In its most general form, uncertainty quantification can be cast as a constrained optimisation problem over a large space of parameters, functions, and probability measures, with information acting as constraints on the feasible set (Owhadi et al., 2013; Sullivan et al., 2013). Typically, one is interested in the expected value (and other moments) of some quantity of interest \(q\), as the probability distribution \(\mu\) of the inputs \(X\) and any associated response function \(f\) range over a general admissible set \(\mathcal{A}\); that is, we need to calculate and minimise/maximise

\( \mathbb{E}_{X \sim \mu}[q(X, f(X))], \quad (\mu, f) \in \mathcal{A}. \)

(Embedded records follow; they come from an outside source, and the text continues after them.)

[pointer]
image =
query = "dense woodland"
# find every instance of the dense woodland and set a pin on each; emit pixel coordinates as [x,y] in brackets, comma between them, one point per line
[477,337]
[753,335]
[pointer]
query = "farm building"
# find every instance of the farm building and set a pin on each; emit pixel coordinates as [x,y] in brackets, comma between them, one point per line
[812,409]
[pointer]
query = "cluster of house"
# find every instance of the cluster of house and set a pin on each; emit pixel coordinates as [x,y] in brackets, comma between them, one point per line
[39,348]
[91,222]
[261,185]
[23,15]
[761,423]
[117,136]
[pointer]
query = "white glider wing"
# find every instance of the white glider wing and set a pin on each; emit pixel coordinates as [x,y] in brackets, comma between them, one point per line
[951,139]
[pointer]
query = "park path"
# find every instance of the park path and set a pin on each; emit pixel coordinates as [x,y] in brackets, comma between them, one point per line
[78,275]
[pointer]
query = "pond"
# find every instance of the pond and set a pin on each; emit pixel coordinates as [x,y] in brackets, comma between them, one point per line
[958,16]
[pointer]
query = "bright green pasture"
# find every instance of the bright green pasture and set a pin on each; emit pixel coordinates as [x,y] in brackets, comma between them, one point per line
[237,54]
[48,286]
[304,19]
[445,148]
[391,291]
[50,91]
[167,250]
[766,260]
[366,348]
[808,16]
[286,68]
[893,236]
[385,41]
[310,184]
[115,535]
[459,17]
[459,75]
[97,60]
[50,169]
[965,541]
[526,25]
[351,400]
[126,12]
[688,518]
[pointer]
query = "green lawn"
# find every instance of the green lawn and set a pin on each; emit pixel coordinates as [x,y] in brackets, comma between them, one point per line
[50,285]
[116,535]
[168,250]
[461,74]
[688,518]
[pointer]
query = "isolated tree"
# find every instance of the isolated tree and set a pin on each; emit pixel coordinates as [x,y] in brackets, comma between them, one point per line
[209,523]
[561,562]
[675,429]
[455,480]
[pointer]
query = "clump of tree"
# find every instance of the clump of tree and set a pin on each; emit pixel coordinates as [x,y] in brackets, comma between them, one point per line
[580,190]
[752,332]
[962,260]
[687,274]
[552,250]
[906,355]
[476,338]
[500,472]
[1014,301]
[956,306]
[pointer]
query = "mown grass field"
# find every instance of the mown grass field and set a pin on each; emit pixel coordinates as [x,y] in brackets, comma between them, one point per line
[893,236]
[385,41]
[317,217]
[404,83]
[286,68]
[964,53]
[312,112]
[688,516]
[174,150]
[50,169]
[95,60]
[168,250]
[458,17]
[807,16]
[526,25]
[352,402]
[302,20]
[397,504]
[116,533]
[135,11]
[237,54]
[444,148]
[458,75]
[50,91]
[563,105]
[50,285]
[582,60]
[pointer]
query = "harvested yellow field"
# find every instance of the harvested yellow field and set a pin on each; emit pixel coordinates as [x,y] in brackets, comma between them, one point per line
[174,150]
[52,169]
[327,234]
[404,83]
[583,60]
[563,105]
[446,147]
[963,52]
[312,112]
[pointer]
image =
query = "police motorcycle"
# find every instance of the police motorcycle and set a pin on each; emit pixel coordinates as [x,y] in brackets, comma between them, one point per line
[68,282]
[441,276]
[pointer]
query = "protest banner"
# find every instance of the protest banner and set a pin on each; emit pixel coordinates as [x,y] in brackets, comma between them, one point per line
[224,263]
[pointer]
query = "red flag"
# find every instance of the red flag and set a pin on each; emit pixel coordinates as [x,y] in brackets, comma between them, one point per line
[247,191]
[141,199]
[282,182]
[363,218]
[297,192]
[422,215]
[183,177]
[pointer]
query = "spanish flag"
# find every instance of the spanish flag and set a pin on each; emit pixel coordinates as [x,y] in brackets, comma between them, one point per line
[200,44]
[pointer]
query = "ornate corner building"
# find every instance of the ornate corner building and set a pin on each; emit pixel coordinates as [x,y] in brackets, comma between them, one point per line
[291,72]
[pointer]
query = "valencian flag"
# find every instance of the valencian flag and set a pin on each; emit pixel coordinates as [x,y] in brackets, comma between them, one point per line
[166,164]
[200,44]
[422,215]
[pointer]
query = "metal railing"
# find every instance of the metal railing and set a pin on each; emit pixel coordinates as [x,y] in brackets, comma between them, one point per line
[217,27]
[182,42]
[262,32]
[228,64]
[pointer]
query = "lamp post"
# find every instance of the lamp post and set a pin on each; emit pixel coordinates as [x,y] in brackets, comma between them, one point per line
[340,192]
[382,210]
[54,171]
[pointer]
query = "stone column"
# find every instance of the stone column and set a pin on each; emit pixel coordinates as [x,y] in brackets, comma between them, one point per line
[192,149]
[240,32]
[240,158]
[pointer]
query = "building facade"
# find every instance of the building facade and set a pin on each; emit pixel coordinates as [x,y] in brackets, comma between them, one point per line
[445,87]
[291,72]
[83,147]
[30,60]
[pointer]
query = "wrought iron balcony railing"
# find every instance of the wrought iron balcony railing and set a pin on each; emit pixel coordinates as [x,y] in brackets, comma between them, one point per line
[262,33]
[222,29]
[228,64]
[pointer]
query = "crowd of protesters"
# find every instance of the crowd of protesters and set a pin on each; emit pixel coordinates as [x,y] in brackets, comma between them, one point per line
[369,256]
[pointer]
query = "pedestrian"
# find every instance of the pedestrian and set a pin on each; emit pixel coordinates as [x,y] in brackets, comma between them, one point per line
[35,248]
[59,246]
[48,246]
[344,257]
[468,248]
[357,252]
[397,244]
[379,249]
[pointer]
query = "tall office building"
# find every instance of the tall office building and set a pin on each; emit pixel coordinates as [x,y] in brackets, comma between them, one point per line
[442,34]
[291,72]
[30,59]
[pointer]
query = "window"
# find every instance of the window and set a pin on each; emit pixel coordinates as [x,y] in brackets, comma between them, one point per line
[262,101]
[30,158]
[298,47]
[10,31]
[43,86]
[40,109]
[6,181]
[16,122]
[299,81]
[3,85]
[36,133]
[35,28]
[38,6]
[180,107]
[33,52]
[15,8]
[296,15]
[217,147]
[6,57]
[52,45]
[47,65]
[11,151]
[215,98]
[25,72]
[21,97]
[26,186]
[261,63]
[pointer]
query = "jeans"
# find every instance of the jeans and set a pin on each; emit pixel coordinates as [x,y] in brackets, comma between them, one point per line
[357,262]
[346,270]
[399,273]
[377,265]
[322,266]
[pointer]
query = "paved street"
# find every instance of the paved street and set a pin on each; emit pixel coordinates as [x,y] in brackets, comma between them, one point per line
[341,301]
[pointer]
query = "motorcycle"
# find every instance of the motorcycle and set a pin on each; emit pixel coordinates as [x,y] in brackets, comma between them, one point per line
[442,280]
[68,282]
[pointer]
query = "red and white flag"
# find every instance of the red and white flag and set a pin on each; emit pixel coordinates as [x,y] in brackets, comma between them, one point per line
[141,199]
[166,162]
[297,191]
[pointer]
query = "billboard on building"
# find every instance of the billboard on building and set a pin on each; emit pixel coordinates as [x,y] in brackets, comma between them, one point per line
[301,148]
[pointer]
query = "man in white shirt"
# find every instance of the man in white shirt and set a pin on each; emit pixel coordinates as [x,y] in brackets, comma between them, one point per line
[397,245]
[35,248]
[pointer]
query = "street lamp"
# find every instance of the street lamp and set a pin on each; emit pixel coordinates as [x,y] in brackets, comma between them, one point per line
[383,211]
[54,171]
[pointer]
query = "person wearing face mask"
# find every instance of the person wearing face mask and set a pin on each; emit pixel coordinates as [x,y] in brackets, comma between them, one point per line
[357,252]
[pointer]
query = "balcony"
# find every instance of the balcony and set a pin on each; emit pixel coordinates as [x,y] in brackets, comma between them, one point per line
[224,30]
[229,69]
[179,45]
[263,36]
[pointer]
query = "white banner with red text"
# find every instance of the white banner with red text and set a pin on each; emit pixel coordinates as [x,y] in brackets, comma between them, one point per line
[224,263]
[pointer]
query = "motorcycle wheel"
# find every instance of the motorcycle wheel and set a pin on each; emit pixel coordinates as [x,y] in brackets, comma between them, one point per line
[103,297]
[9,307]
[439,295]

The admissible set \(\mathcal{A}\) corresponds to the available information about the system of interest: for example, one might know that the mean of \(X\) must lie between \(a\) and \(b\), and so the constraint \(a \leq \mathbb{E}_{X \sim \mu}[X] \leq b\) would form part of the definition of \(\mathcal{A}\). Similarly, one one could consider higher-order statistics related to \(\mu\), and information about the response function \(f\), e.g. numerical models and approximations, archives of legacy data, and so on (Sullivan et al., 2013; Kamga et al., 2014).

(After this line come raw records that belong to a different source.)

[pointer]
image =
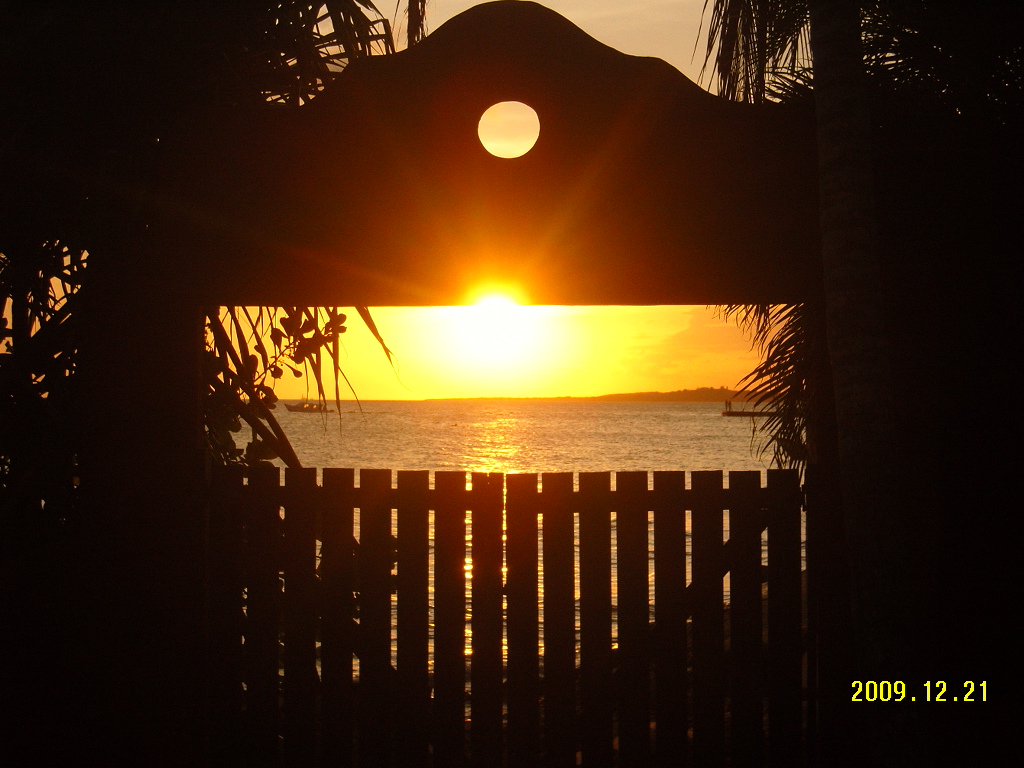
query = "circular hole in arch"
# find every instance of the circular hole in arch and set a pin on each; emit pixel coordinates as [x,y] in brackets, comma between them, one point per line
[509,129]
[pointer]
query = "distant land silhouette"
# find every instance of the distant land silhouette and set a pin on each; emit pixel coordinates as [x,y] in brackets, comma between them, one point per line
[700,394]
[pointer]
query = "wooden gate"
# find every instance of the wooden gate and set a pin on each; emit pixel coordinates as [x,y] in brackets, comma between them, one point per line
[505,622]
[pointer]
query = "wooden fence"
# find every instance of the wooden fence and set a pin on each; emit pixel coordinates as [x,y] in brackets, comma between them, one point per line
[600,632]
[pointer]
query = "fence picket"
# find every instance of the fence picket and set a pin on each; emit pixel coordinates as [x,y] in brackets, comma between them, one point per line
[299,619]
[522,511]
[709,633]
[671,710]
[262,649]
[224,615]
[559,620]
[784,687]
[376,673]
[485,663]
[413,737]
[596,695]
[634,619]
[747,520]
[338,626]
[450,617]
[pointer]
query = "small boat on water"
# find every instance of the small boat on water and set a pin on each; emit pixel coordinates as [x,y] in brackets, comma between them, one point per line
[308,408]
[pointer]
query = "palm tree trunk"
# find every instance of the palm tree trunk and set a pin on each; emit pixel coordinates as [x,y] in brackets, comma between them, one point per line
[875,526]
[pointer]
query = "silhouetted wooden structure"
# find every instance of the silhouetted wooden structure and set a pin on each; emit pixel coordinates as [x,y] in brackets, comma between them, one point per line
[642,189]
[621,639]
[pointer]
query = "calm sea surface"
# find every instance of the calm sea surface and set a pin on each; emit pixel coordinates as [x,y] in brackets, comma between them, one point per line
[523,436]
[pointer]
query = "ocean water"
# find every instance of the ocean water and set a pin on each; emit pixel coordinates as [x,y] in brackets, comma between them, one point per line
[529,436]
[559,435]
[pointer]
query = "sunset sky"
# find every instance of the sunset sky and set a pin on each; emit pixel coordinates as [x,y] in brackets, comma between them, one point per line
[496,348]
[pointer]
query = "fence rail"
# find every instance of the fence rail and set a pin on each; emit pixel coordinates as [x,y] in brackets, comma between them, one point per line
[329,646]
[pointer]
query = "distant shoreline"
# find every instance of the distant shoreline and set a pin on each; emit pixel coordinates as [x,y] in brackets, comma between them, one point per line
[701,394]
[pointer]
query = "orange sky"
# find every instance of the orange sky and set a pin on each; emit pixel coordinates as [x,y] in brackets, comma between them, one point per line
[502,349]
[473,351]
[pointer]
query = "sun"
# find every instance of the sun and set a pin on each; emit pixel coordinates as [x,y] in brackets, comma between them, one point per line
[497,331]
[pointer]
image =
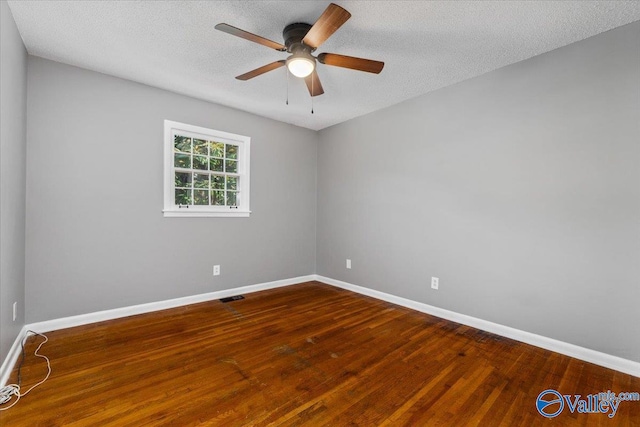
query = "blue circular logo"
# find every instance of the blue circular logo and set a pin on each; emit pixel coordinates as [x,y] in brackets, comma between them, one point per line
[546,401]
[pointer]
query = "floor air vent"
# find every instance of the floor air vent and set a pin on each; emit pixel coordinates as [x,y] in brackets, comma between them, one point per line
[233,298]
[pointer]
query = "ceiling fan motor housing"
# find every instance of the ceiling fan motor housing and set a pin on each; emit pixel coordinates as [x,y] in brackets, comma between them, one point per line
[293,35]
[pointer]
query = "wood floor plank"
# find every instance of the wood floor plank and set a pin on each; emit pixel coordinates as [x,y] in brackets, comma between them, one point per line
[308,354]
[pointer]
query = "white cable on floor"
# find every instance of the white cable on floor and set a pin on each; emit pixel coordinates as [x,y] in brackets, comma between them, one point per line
[10,390]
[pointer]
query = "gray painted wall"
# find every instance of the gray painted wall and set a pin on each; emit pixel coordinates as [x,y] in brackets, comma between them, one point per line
[13,139]
[96,237]
[519,189]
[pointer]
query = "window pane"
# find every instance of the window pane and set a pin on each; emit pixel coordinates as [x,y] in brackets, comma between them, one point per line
[182,143]
[200,197]
[200,146]
[183,180]
[232,183]
[200,162]
[217,182]
[232,198]
[182,160]
[231,166]
[200,181]
[232,151]
[217,149]
[217,198]
[216,165]
[183,197]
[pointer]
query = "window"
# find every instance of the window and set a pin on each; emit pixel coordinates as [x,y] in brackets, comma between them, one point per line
[206,172]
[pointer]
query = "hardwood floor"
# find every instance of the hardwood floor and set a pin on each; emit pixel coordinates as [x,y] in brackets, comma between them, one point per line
[308,354]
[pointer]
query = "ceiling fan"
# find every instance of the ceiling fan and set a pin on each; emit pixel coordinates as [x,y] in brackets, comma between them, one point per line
[301,40]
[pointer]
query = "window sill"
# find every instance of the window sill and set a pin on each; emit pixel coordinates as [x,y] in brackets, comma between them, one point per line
[183,213]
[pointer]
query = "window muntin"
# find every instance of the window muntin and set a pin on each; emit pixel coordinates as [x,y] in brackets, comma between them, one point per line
[206,172]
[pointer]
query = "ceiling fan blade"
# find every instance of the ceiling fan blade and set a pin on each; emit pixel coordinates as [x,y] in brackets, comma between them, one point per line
[261,70]
[313,84]
[250,36]
[360,64]
[331,19]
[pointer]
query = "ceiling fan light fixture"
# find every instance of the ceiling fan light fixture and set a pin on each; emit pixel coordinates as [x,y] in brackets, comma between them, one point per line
[301,64]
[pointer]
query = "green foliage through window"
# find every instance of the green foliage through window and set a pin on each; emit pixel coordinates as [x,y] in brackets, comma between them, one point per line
[206,172]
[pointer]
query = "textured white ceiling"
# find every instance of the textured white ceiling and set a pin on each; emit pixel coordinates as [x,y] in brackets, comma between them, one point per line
[425,45]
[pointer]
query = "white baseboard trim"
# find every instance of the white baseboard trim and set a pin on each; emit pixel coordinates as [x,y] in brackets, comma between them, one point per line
[12,357]
[116,313]
[588,355]
[608,361]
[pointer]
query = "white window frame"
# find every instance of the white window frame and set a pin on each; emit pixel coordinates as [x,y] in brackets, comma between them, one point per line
[172,128]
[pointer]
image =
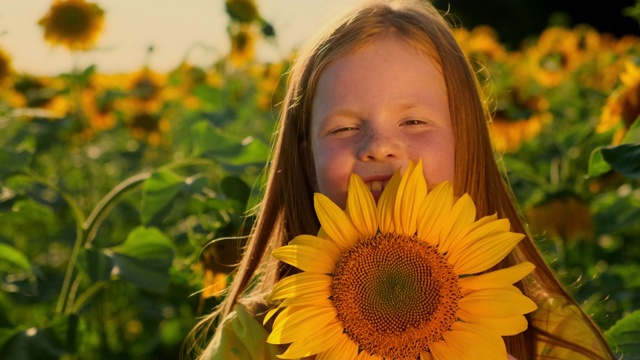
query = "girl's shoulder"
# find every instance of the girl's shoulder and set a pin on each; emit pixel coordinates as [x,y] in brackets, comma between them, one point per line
[562,319]
[241,336]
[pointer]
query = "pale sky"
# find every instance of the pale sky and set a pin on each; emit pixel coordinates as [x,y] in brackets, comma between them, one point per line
[173,27]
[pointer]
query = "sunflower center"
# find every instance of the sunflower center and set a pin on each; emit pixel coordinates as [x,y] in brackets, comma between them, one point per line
[395,295]
[71,19]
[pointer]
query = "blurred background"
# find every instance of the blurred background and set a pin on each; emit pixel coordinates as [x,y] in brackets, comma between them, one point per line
[135,133]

In principle, the optimisation problem over \((\mu, f) \in \mathcal{A}\) is infinite-dimensional, and therefore computationally intractable. However, extensions of classical Choquet theory (Owhadi et al., 2013) can be used to show that, under generalised independence and moment constraints on the probability measures \(\mu\), this optimisation problem reduces to a search over a finite-dimensional effective admissible set \(\mathcal{A}_{\Delta} \subset \mathcal{A}\), and this reduced problem can be solved numerically — in some cases, it is even a convex problem (Han et al., 2015). In the reduced setting \(\mathcal{A}_{\Delta}\), the measures \(\mu\) are discrete measures with finite support, and the values of \(f\) are only needed on the finitely many points where \(\mu\) assigns positive probability mass:

\( \mu \to \displaystyle \sum_{i = 0}^{N} w_{i} \delta_{x_{i}}, \quad f \to (x_{i}, f(x_{i}))_{i = 0}^{N} . \)

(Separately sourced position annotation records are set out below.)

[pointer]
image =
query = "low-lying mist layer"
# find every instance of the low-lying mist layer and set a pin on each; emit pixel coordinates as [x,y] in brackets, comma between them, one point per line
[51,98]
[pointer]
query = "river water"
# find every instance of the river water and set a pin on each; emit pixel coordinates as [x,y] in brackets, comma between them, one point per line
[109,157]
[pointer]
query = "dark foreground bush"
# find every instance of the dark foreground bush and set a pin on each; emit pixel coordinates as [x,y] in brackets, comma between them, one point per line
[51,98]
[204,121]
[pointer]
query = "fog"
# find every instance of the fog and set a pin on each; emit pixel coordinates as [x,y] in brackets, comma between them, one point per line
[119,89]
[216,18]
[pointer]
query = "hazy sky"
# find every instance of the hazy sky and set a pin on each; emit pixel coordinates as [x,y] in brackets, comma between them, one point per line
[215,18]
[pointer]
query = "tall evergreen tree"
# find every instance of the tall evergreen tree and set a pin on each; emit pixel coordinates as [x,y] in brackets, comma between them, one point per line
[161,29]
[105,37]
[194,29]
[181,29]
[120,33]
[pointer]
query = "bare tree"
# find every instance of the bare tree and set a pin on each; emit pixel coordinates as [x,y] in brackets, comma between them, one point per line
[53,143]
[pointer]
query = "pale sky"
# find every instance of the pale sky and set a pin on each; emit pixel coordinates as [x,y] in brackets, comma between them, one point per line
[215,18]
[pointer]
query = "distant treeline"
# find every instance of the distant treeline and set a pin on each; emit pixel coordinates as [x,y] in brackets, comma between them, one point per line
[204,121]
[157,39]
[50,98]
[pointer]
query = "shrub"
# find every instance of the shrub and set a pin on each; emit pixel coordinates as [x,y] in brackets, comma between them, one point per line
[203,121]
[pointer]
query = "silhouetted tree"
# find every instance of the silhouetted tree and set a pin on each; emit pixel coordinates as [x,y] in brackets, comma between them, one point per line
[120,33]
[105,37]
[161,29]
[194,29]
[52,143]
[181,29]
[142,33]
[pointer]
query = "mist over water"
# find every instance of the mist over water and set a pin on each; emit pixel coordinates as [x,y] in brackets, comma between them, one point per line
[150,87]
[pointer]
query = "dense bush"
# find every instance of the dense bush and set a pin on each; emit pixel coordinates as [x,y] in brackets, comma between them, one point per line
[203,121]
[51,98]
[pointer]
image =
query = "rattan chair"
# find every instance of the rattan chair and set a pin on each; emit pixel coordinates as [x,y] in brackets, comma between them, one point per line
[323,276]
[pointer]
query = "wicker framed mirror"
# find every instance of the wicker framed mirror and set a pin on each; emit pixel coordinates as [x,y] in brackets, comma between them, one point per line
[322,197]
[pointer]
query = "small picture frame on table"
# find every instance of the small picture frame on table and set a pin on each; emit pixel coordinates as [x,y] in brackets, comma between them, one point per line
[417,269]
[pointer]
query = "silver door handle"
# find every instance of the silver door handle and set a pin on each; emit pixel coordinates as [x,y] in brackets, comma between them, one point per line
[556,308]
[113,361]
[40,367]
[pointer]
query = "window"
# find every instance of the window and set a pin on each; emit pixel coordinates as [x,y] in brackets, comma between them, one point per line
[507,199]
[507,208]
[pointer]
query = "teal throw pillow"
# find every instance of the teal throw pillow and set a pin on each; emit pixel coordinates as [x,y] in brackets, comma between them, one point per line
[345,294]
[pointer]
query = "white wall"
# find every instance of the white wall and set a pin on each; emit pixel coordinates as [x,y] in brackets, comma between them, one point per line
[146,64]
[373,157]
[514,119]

For the forward uncertainty propagation problem, this approach allows for the optimal propagation of distributional uncertainty (e.g. histogram envelopes) through general forward models. In practice, this opens up new possibilities for probabilistic reliability forecasting and quality control. For inverse problems, this approach allows one to study the robustness of Bayesian inversion to perturbations of the prior and likelihood model.

Concentration of Measure

A powerful heuristic first observed by Lévy (1951) and Milman (1971) is that a ‘nice’ function of many independent or weakly correlated random variables has overwhelming probability to take values near its mean, median, or a low-dimensional subset of its range. This has implications for uncertainty quantification of complex systems: in situations where concentration of measure results can be proved, a large stochastic system becomes effectively deterministic. In the past, I have worked on applications of concentration-of-measure methods to the certification of terminal ballistics (Sullivan et al., 2011; Adams et al., 2012; Kidane et al., 2012).